Я ужаснулся. Кинулся к нему, услышал далекое «алло» в трубке и инстинктивно повесил ее. Потом встряхнул гостя за плечо:
— Мсье! Мсье!
Я перевернул его на спину. Рот у него был приоткрыт, лицо изумленное. Я похлопал его по щекам. Никакой реакции. Сбегав за водой, я попытался напоить его из стакана, но тщетно. Я вылил остаток ему на лицо. Он не шелохнулся.
Я пощупал пульс незнакомца и получил подтверждение тому, что и так уже знал. Как мы узнаем, что человек умер? Я не врач, но всякий раз, оказываясь, так сказать, в присутствии мертвеца, испытывал глубочайшую неловкость от ощущения чего-то невыносимо неприличного. Так и чесался язык сказать: «Побойтесь Бога, мсье, что вы себе позволяете? Разве можно так распускаться? Возьмите себя в руки!» Еще хуже, если вы знали покойного: «Что за номера? Это на тебя непохоже!» Не говоря уже о крайнем случае, потрясающем нас своей почти обсценностью, когда безвременно ушедший был нам дорог.
Правда, мой покойник мне дорог не был, и ушедшим я бы тоже его не назвал. Напротив, он выбрал именно этот исключительный момент своей жизни, чтобы войти в мою.
Однако не время было философствовать. Я потянулся к телефону, чтобы вызвать «скорую», — и замер, вспомнив вчерашний разговор.
«Вот так совпадение!» — подумалось мне.
Последовать ли совету моего давешнего собеседника? Не из тех ли он светских провокаторов, что выдают несуразности с единственной целью эпатировать публику? Мне хотелось позвонить в «Скорую» и в полицию. Я был один с трупом незнакомца — смею сказать, незнакомца в квадрате, ведь даже ваш сосед, чьи семейные сцены вы двадцать лет слышите за стеной, становится вам чужим по ту сторону Стикса. В подобных случаях хочется, чтобы рядом кто-то был, хотя бы для того, чтобы призвать его в свидетели: «Видите, что со мной приключилось?»

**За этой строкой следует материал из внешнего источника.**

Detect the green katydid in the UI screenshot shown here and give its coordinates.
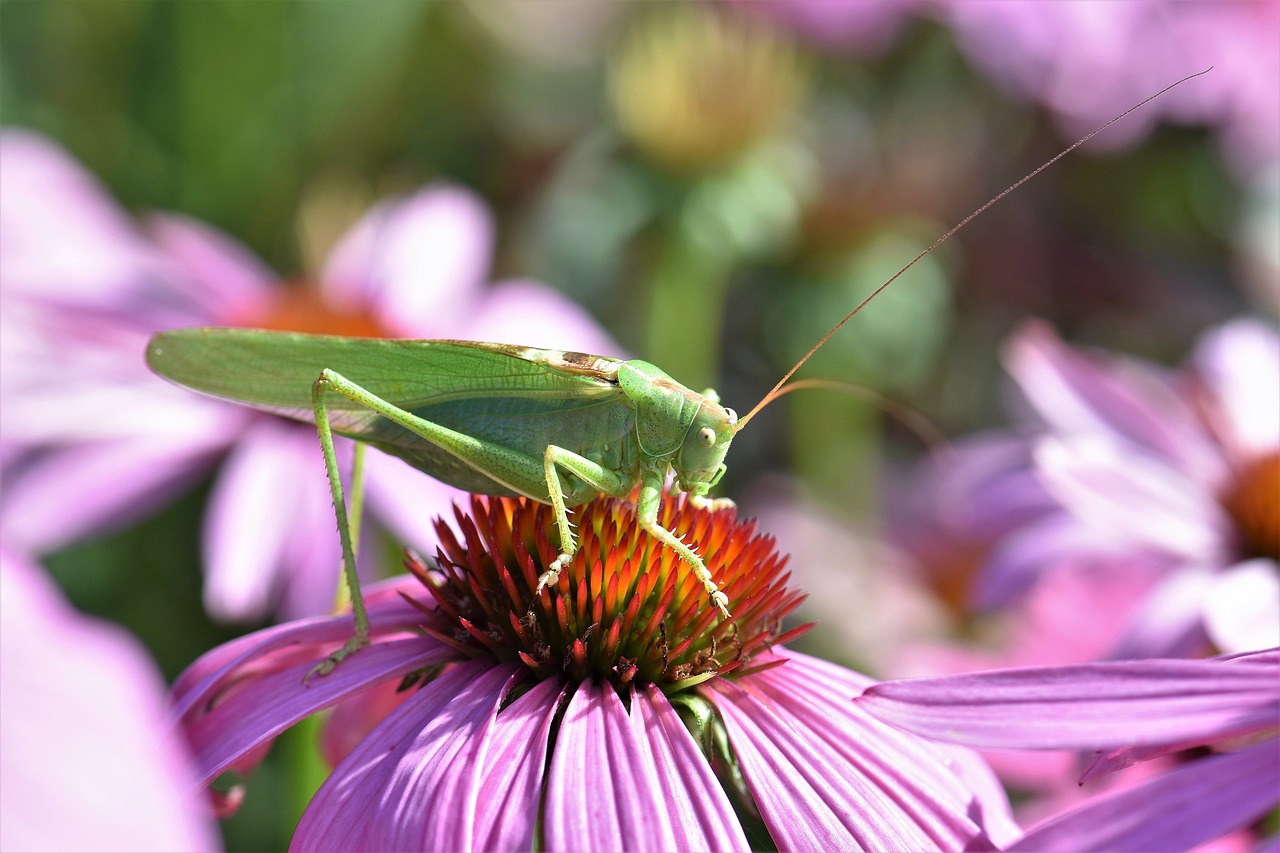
[147,69,1208,672]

Слово «свидетель» повергло меня в раздумье. Свидетелей-то у меня и не имелось. Мой собеседник вчера толковал о смерти на званом ужине, но это не мой случай. Со мной не было никого, кто мог бы подтвердить, что я ни при чем. Я выходил идеальным виновным.
Думать дальше в этом направлении не хотелось. Тем более стоило позвонить: надо отмыться от этой абсурдной боязни, которой любитель парадоксов ухитрился меня заразить. Я снова протянул руку к телефону.
Кто на моей памяти делал это в последний раз? Покойник. Эта мысль не внушила мне суеверного страха, зато напомнила, что гость успел набрать номер и трубку сняли. Если я сейчас позвоню куда бы то ни было, то навсегда лишусь единственной возможности, нажав кнопку повтора, узнать, кому же он перед смертью звонил.